What has not been as clear is how best to help those survivors get the screening and follow-up care they need.  

The answers may come from a research project being launched this spring by researchers based at Emory University’s Rollins School of Public Health and the Winship Cancer Institute.  Funded by the Centers for Disease Control and Prevention, the project investigates several closely related questions:  

  • Can statewide cancer registries be an effective platform for identifying individuals at high risk for recurrent or new cancers? 
  • For the breast cancer survivors so identified, will providing them and their primary care physicians information about their elevated risk status increase the chances they will receive guideline-recommended screening and follow-up care?
  • Can these survivors’ female first-degree relatives (mother, sisters, daughters) be successfully identified and also administered an educational intervention that will improve the likelihood they will receive appropriate screening and follow-up?   
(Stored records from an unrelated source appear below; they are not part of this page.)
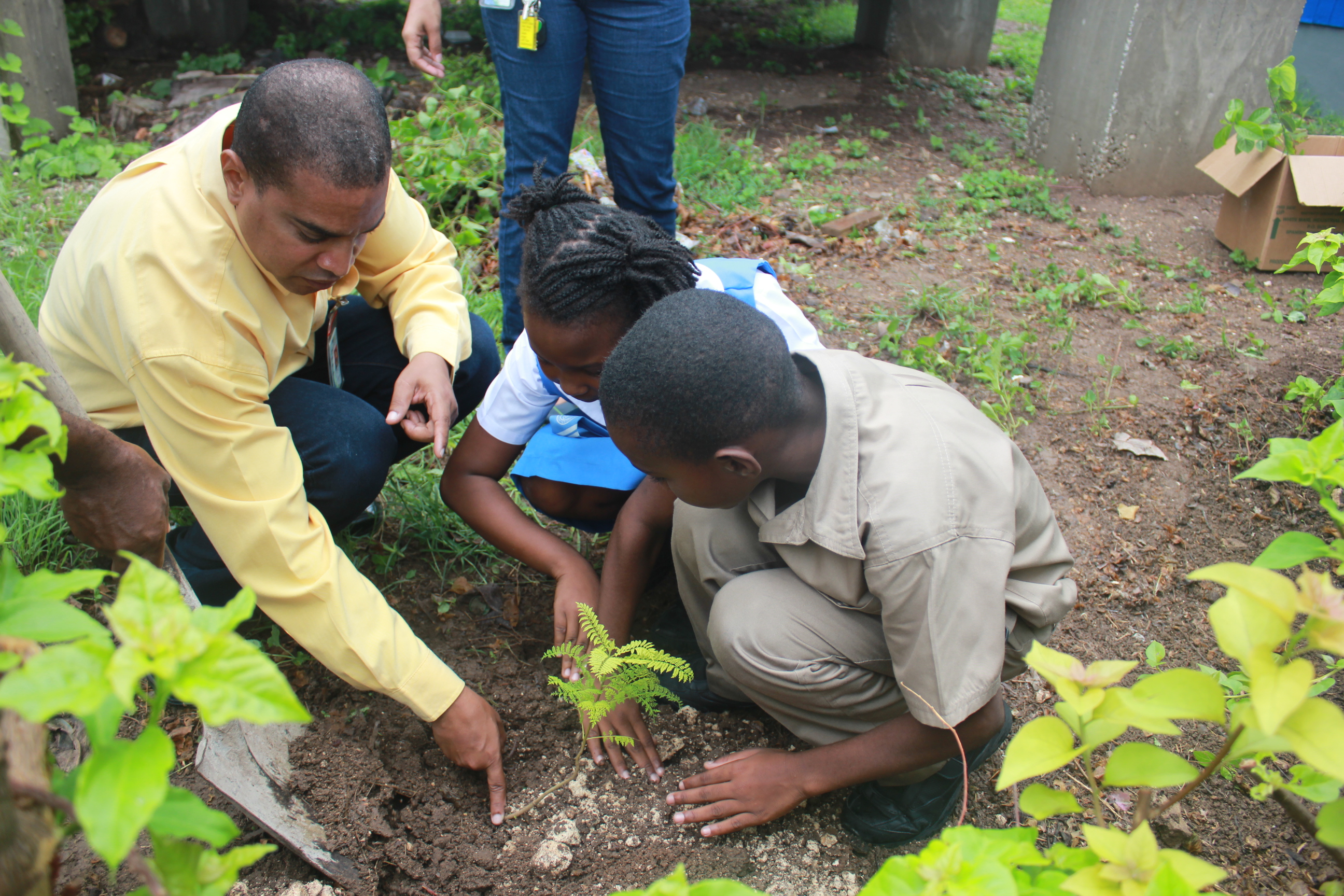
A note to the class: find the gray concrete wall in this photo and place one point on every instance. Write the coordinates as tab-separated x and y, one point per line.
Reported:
940	34
209	23
1132	92
1320	66
49	76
 "We are trying to determine whether state cancer registries, long used for analyzing trends in cancer incidence and mortality, can play an entirely different but complementary role – namely, as a means for identifying individuals across the state who are at higher risk for cancer and thus should be screened more aggressively," said the project’s director, Dr. Joseph Lipscomb, Associate Director for Population Sciences at Winship and Professor of Health Policy and Management at Rollins. 
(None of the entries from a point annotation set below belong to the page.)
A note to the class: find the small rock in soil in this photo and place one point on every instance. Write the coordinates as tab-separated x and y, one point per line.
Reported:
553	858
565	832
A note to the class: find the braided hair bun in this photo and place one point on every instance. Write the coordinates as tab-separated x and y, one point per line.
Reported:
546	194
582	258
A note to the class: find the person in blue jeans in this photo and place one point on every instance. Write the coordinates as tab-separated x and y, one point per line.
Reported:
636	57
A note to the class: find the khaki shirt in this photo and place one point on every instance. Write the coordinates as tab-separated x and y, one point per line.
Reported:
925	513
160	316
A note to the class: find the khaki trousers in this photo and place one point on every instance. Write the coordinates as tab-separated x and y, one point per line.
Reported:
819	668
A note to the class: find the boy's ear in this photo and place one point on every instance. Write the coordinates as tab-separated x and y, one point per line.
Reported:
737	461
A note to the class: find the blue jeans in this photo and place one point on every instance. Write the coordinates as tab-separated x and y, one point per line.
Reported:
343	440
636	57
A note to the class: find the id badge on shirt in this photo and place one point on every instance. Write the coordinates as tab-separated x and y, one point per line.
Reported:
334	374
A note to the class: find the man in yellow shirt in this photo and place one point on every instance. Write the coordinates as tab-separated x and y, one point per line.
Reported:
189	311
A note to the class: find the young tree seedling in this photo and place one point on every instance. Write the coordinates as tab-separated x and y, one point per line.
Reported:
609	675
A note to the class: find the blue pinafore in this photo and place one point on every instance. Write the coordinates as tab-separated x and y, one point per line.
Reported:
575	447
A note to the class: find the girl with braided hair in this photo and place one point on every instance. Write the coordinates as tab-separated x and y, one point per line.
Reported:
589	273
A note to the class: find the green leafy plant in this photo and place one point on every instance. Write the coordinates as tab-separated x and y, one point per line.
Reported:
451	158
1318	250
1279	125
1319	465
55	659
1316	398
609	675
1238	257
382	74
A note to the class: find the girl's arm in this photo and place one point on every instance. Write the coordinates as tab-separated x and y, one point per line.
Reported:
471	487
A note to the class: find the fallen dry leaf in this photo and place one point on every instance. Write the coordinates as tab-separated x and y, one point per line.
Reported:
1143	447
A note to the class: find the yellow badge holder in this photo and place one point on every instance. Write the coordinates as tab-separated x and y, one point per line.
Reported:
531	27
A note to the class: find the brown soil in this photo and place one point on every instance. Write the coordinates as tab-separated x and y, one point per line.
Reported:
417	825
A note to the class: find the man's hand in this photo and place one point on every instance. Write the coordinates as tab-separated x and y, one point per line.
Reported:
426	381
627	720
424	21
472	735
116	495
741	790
But success in improving screening rates depends not only on identifying these cancer survivors, but delivering effective educational and reminder messages to them and their physicians, Lipscomb said.  

Because it is uncertain what types of messaging and reminder systems would be most effective, the registry-identified survivors will be randomized to two intervention strategies.  One strategy will provide each participant with telephone counseling, detailed written material, explicit reminders to discuss breast cancer screening with their doctors, and will also send reminder notes to those physicians.  The other strategy provides each participant with brief, standard educational information about screening, as already published by the CDC.   

"We will get to see whether more intensive interventions lead to higher breast cancer screening rates," Lipscomb said.  

Other key project investigators, all of whom have appointments at Rollins and at Winship, include Drs. Cam Escoffery, Theresa Gillespie, Kevin Ward, Michael Goodman, and Kimberly Arriola.  The Emory study coordinator is Toni Chociemski.   

Collaborating institutions include the Winship Cancer Institute, Emory Midtown, Grady Memorial Hospital, the Cancer Coalition of South Georgia in Albany, and   cancer centers located within the following Southwest Georgia hospitals: Phoebe Putney Memorial Hospital, Albany; Archbold Memorial Hospital, Thomasville; Tift Regional Medical Center, Tifton; and South Georgia Medical Center, Valdosta.  All cancer survivors eligible for the project will have received care for their primary breast cancer at one of the above hospitals.   

The CDC grant to Emory, anticipated ultimately to be a 3-year award with $300,000 in funding annually, will focus first on high-risk breast cancer survivors and their first-degree relatives, then in later months expand to include colorectal cancer.   The grant was formally awarded as a competitive supplement to the Emory Prevention Research Center, directed by Dr. Michelle Kegler at the Rollins School of Public Health.   Emory was one of 3 sites nationwide selected for funding, along with the University of Michigan and the University of California at Los Angeles.  

"Through its National Program of Cancer Registries, the CDC continues to make important investments in the quality and comprehensive of state cancer registries," Lipscomb said. "Now we will be able to determine whether these registries can also serve as cost-efficient vehicles for early detection among those at elevated risk for cancer."